Spatchcok the duck by slicing with a knife or using a strong pair of kitchen scissors to cut down the back of the bird in order to flatten it out.
Mix the grated garlic and ginger with the ancho and chipotle chilli paste to form a paste and brush all over the duck. Marinade for 30 minutes to 2 hours (For best results leave in the fridge overnight)
Add the cloves, bay leaf, ground cinnamon, cardamom and the red wine vinegar into a heavy shallow casserole dish. Place the spatchcocked duck on top and pour in water so that it comes up to ⅓ of the duck. Add the black beans and place the lid on top
Place the casserole dish in the oven at 180℃/356°F and roast for 1 hour 45 minutes or (optionally) 2 ½ - 3 hours 160℃/ 320°F. Remove the lid halfway through cooking.
Remove the duck from the dish and set aside to rest. Transfer the cooking liquor to a large measuring jug and let the fat rise to the top. Using a ladle remove all the liquid fat and reserve for other recipes
Remove all the duck meat and crispy skin from the bones and discard the carcass and any overly fatty pieces. Use two forks to shred the duck meat and place it back into a baking dish.

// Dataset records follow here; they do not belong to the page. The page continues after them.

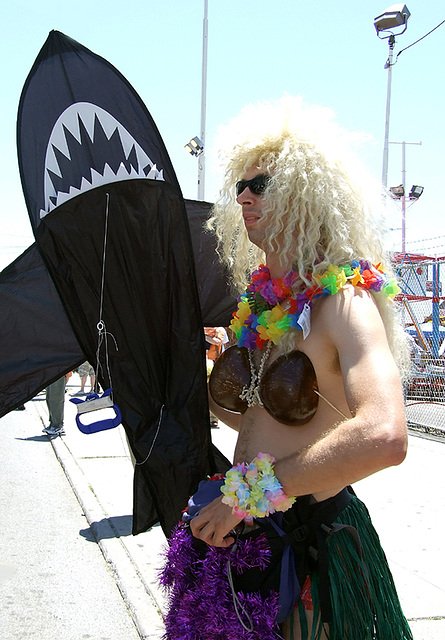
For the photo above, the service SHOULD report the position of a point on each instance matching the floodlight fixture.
(416, 192)
(397, 192)
(395, 17)
(194, 146)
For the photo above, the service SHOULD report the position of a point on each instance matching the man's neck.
(275, 267)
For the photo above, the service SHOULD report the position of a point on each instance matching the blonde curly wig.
(321, 206)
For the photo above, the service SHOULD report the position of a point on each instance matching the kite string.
(101, 328)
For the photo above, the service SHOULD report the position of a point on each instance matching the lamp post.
(400, 191)
(395, 17)
(201, 159)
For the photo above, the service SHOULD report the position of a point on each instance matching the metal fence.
(423, 315)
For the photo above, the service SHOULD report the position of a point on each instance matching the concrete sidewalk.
(406, 504)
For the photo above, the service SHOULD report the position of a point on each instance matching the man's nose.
(246, 195)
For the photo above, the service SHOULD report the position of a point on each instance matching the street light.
(400, 191)
(416, 192)
(194, 146)
(394, 18)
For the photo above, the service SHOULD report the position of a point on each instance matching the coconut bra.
(287, 388)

Add a ladle of liquor into the shredded duck meat and using a slotted spoon gather up all of the black beans to add to the meat too. Add the butter and chaat masala to the meat and stir through. Put the meat under a hot grill for a minute or so before preparing the burritos.
For our pico de gallo, add all the salsa ingredients together ina bowl and mix thoroughly.
To prepare your burrito, start by piling on a little lettuce over the tortilla followed by a handful of grated cheese. Next place some of the duck Raan with the black beans on top and finally spoon over some pico de gallo. Roll the burrito with the ends tucked in.
Serve with sour cream, hot sauce and more salad and salsa.